Modeling and simulation methods for analyzing adverse effects are preferred over the conventional comparison of adverse effect incidences between dosing groups. Quantitative models consider the variability between patients, allowing integration of patient characteristics that might be important in predicting the safety profile. Patient characteristics can alter systemic exposure to the drug and may lead to differences in onset, severity, and duration of adverse effects. Typically, physiological factors such as age, body size, gender, kidney function, and liver function can alter exposure, as well as pharmacogenetic factors and administration of other drugs [53]. Integration of these patient characteristics can be helpful in managing individual dose adaptations. In addition, proposed models can be used to model adverse effects driven by combination therapy, which is often applied in the oncology setting.

Established PK-PD models can predict different clinical scenarios. These simulations are particularly helpful in finding the optimal relationship between exposure and safety. Ideally, a PK-PD modeling framework is developed, that integrates data on exposure, efficacy, and toxicity, to assess the optimal balance between safety and efficacy [41, 54]. Modeling tumor growth as a biomarker for efficacy can be of added value in assessing this balance [55].

In conclusion, mathematical modeling of adverse effects can provide insight in how toxicities evolve over time and if or what patient-related factors can impact this time course.

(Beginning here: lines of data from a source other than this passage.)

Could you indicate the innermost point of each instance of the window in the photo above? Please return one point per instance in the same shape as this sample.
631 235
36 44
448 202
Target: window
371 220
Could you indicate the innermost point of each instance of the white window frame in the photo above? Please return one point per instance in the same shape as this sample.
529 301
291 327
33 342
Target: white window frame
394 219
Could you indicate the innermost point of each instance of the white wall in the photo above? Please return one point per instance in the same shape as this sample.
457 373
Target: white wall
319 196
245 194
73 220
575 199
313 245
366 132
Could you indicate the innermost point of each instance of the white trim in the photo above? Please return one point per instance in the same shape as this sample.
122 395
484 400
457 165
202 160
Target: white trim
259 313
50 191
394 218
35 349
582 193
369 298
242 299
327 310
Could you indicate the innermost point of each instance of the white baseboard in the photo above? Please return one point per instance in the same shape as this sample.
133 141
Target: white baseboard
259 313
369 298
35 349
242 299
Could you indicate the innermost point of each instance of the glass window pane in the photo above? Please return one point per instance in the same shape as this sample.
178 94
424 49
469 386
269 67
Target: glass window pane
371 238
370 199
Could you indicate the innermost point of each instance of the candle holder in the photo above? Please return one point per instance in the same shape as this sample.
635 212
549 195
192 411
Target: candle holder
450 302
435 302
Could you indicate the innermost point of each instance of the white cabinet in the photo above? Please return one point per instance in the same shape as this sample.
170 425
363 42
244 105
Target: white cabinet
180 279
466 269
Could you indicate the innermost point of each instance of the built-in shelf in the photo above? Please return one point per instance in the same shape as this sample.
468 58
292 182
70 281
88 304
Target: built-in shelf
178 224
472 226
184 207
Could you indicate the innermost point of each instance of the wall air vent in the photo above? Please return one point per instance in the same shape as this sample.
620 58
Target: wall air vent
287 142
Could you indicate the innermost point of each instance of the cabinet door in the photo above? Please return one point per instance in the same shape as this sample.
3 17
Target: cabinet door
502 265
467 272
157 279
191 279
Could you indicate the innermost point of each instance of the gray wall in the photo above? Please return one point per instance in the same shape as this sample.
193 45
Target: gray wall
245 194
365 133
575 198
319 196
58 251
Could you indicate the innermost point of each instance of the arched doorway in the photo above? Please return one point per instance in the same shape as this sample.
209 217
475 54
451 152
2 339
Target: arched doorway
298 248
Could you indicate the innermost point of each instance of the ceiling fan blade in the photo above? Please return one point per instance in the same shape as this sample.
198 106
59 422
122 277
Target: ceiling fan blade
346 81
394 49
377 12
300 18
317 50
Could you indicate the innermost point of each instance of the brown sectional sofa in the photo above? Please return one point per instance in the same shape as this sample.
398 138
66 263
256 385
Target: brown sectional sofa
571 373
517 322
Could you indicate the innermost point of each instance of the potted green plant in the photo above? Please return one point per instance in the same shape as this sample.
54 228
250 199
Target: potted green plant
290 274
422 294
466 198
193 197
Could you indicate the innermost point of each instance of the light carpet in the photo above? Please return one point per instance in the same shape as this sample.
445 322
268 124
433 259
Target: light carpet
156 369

In addition, a modeling approach includes all available data, minimizing loss of information as is typically the case using more conventional methods of analyzing toxicity data. At last, modeling and simulation frameworks have been proven to support clinical trial designs, to optimize treatment, and to guide dose adjustments or dose individualizations. Therefore, modeling adverse effects proves to be a helpful tool for both improvement of clinical management and support of decisions regarding drug development.